Two interpretations for the same text can both be correct, being complementary.

If two people conclude different things about the same text, it is possible to keep both interpretations if they are not antagonistic. In fact, if they are not antagonistic, they can be complementary. Treating them this way can help to clarify other obscure points in the text.

It is easier to love a peaceful person. Just as the doctor tolerates undisciplined patients, so we must tolerate those who hear the truth and revolt against it.

I selected this advice because of “MAPs” ( minor-attracted people ). If MAPs maintain a calm, non-combative stance, but without giving up what they are or what they believe in, it will be easier to achieve the long-awaited tolerance. Because it’s easier to love a person who doesn’t go out armed chasing you. This is not a position of submission, but of active defense: avoid insults, ignore those who are not open to dialogue and politely counter-argue when the opportunity arises. But don’t go down to their level by being rude, attacking the antis cowardly or making threats.

You should not be angry with the antis. Rather, you should pity on them. Keep that in mind and you may even have more peace with yourself. You may even seem more civilized than your opponent, which encourages people to see you under a more positive light.

It is possible to communicate ideas without using words, using other signs or showing the very thing represented by the idea we want to communicate.

If words were necessary to communicate ideas, how would deaf people communicate? They communicate by gestures. Also, when asked about something, you can show the person what they are asking about. Words are not always necessary.

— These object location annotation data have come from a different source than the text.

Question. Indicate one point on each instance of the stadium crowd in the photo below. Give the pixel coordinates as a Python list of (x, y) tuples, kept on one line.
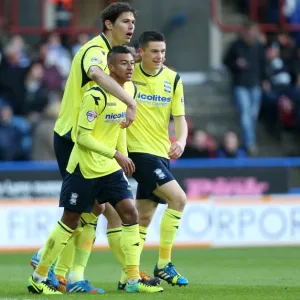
[(266, 83), (31, 86), (265, 72)]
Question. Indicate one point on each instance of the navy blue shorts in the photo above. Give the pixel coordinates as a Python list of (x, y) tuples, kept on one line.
[(62, 148), (78, 193), (150, 171)]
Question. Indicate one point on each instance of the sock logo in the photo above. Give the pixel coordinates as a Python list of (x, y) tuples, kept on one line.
[(73, 199), (160, 174)]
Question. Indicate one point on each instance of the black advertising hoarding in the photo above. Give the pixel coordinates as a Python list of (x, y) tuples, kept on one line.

Words are signs of the things they mean, not necessarily the things they mean. The knowledge of things is superior to the knowledge of the words used to mean them, among other things because the person who uses the word is not always honest or is always aware of what he says.

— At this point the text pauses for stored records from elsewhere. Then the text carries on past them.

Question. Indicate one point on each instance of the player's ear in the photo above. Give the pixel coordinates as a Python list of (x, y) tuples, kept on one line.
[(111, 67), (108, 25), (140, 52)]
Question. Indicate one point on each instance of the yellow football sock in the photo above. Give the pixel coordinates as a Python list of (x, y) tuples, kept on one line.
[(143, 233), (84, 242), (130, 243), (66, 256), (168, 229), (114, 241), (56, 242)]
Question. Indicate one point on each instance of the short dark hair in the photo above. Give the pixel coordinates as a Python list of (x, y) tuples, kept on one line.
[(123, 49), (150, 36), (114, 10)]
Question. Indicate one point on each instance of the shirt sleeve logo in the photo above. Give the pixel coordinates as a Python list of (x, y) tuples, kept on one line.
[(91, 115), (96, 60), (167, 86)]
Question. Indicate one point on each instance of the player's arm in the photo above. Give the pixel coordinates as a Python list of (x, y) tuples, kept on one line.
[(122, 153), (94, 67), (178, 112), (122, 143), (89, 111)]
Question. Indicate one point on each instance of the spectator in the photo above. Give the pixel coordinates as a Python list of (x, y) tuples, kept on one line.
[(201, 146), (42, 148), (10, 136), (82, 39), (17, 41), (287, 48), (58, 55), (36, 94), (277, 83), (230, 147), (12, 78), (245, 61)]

The word must not be confused with the thing to which the word refers. This reflection found in De Magistro aroused my interest because of the judicial term rape of vulnerable victim. In law, we use this term to describe any libidinous act involving at least one participant who is not yet fourteen-years-old, with or without his consent. But it is just a term. It’s not because we use that term (“rape” with vulnerable victim) that we must assume that there was violence, since the crime can occur even with consent between the parties. Again, the word is not the thing. It is just a legal term and, if you read the definition of the term, you see that there is no need for force, damage, or penetration for something to be legally considered rape of vulnerable victim.

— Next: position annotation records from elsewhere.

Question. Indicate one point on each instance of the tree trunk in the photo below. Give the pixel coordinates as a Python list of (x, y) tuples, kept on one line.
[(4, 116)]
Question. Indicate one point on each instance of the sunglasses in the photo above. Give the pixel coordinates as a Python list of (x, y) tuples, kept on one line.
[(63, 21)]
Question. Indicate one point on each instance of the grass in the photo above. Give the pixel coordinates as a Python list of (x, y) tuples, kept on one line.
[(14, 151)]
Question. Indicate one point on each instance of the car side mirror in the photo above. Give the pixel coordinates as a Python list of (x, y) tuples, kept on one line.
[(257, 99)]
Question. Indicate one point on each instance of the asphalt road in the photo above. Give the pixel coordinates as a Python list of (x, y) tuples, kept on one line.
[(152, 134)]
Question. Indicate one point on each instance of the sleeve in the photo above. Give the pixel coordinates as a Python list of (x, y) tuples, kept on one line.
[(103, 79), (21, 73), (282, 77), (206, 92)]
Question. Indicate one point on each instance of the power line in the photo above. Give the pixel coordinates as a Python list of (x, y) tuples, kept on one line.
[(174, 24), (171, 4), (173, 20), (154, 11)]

Because of this, knowledge of the concrete case is more valuable than knowledge of the term used to describe it. When two twelve-year-olds experience sexual play without penetration, in mutual agreement, they are committing an offense analogous to the crime of rape of vulnerable victim. If you only had the technical term of what they did (“offense analogous to the crime of rape of vulnerable victim”), you would think that one of the two was violently forced to participate, which did not happen. Of course, Augustine just said that words are not things and that the knowledge of things is superior than the knowledge of words. The judicial example I used is by me, and is not found in the book, to make it more clear what it means to differentiate thing and word.